I'm not a great fan of pork. I think, really, that very few people are. Consider, you walk into a restaurant. You sit down, of course; it's almost mandatory. You peruse the menu; you may see breast of chicken, steak of beef, leg of lamb, shoulder of vegetarian and what have you, but you are less likely to see anything of pork. If you do, it's probably not pork; it'll be bacon. Pork must be the only meat which more people eat cured, and thus denatured, than fresh. It's about the only meat, come to that, which is commonly cured. Where you do get fresh pork, it's often in a stew, or a casserole, or heavily spiced, or with its flavour masked in some way.
So why is this? Well, as you know, the pig's close relationship to the human is much touted. They share more genetics with us than anything else that is commonly eaten. They even get sunburnt! Imagine! Well, they don't nowadays, of course; they live in boxes. But the point is, they're similarish. Those in the know (presumably mostly weird Germans) tell us that human tastes quite like pig, and indeed human meat is sometimes called 'Long pig'. Now, we tend to have inhibitions against doing things which harm us or, to a lesser extent, society; hence, for instance, the distaste that the average person has for setting themselves on fire or attending a church service. So why not an inhibition against cannibalism? It's one of the most universal taboos, and there's little enough evidence that it was ever particularly widespread. Maybe we just don't like eating ourselves, or anything that tastes like us.
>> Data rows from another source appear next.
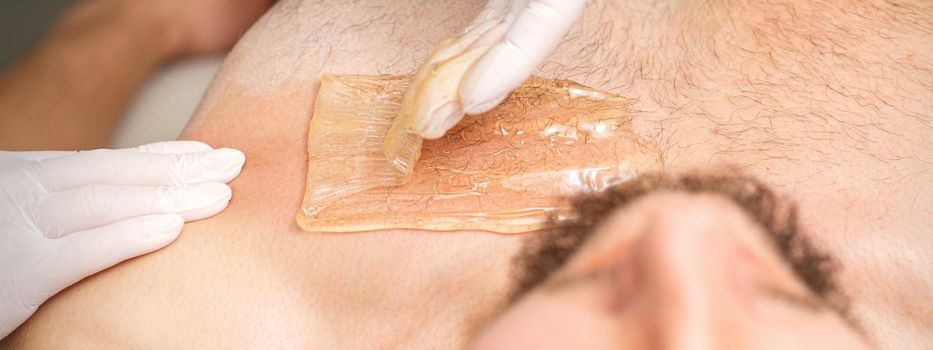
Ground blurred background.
[0,0,223,147]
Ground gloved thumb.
[14,213,184,314]
[460,0,586,114]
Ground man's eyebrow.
[536,254,827,313]
[510,172,848,317]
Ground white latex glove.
[0,141,245,338]
[421,0,586,139]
There's a tip to any would-be cannibals, then; if you really must indulge, you'd be best to salt your victim and serve him with eggs, and possibly fried bread. Best not ask about the frying medium, really.
Another widespread use for pigs is gelatin (more on this later). Marks and Spencers has a variety of pig-head shaped sweets whose ingredient lists note that they are made with pork gelatin. This is presumably to scare off any practitioners of a kosher diet not already discouraged by the general motif.
And the Americans, bless their hearts, have another use for pork! There, they have 'Federal pork-barrel spending'; this is a rather colourful Americanism for what we here in Ireland refer to as 'the National Aquatic Center'. There was an interesting piece of news on BBC the other day about American worries about agricultural terrorism. Presumably it is feared that an extremist will crash a cow into the USDA headquarters. In any case, local cow farmer referred to plans to build a $500million cow-related terrorism center (or terrorism-prevention center, one would hope) in Kansas as 'pork-barrel spending'.
And finally, 'porking' is a euphemism for sex. I have no idea why, and I don't really think I want to know.